最近の「カレー inフィリピン」 Part5

7月に入り、6月から出回り始めたライチも少し値が下がってきた。ライチは穫れてから少し日が経つと、その実の表皮の色味が少し赤みがかった潤いのある茶色から、乾いて灰色っぽくなった茶色に変わってくる。新鮮な果実は甘みとほどよい酸味があるのだが、日が経ったものも、酸味が丸くなり甘さはそのままなので、味が損なわれるというわけでもない。それでもさらに日が経つとやはり腐る方向に向かっていく。表面の色の変化は一目瞭然なので、各フルーツ店は十数粒を小袋にして、安売りをしてくれる。私の見たところ、だいたい7〜8割引の大変お買い得な値付け。
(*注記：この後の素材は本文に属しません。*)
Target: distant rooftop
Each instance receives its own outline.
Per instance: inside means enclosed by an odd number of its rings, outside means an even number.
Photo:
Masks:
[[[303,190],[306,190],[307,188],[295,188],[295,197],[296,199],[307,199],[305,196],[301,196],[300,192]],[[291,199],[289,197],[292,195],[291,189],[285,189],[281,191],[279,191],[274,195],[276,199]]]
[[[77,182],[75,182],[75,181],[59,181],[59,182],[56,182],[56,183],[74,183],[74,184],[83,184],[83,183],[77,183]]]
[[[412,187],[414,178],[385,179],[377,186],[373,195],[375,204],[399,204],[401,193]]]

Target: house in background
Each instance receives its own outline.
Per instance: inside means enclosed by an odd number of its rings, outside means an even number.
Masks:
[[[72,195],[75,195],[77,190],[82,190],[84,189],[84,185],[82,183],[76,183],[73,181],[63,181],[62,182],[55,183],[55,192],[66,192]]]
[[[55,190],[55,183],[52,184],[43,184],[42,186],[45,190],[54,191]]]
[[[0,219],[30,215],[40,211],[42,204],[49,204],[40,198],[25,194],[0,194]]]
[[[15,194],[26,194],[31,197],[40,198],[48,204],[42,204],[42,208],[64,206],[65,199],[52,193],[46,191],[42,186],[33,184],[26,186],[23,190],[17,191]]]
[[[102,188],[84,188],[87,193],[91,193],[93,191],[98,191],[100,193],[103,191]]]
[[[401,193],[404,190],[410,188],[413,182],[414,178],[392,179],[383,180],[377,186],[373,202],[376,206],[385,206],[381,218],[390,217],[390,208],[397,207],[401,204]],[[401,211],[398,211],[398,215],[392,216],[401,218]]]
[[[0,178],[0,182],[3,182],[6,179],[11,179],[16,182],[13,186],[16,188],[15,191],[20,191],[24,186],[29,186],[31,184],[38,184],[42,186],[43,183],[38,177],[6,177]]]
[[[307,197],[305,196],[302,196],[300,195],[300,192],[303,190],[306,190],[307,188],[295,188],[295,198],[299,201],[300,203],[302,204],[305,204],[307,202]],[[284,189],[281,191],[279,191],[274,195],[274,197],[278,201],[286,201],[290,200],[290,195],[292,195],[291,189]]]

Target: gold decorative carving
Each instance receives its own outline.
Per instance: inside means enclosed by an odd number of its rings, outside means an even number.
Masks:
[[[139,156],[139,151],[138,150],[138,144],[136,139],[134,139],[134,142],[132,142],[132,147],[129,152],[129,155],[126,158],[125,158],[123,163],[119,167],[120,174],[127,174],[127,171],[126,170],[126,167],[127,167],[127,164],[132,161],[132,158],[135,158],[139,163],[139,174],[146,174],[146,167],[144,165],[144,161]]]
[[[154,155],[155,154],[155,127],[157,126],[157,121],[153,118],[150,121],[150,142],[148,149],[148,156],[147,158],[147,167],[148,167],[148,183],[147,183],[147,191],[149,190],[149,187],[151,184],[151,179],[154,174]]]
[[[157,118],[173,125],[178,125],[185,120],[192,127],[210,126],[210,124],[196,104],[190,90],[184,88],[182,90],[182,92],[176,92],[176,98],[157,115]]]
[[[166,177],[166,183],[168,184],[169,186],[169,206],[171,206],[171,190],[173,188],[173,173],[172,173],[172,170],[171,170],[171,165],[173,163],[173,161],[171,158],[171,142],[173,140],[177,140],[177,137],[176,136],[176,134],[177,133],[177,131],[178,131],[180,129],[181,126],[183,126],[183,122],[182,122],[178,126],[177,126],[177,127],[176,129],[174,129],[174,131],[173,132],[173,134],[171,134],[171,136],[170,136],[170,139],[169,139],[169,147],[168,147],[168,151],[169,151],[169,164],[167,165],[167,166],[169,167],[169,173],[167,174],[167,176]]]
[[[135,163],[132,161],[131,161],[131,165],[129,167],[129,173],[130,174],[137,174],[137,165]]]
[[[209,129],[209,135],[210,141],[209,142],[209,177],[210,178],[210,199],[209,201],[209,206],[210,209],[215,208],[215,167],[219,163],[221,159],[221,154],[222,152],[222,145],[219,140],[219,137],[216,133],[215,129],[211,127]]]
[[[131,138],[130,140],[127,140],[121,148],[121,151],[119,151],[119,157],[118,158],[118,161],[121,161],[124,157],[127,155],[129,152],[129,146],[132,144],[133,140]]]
傷みはまず酒のようなフレーバーになることから始まる。甘みはまだ残っていて私は嫌いではない。さらに進むと、というのかそれとも細菌の種類が違うのか酢のようになっていることもある。これも不味いものでもないのでよほどの腐敗臭でも纏ってない限り口に入れる。

安売りのライチが買えた日、カレーを作ろうとしたら、調理台の上に置かれたそのライチが目に入り、これをカレーに入れてみようとなった。私の場合、大体こうして新しい具材や味が開発される…。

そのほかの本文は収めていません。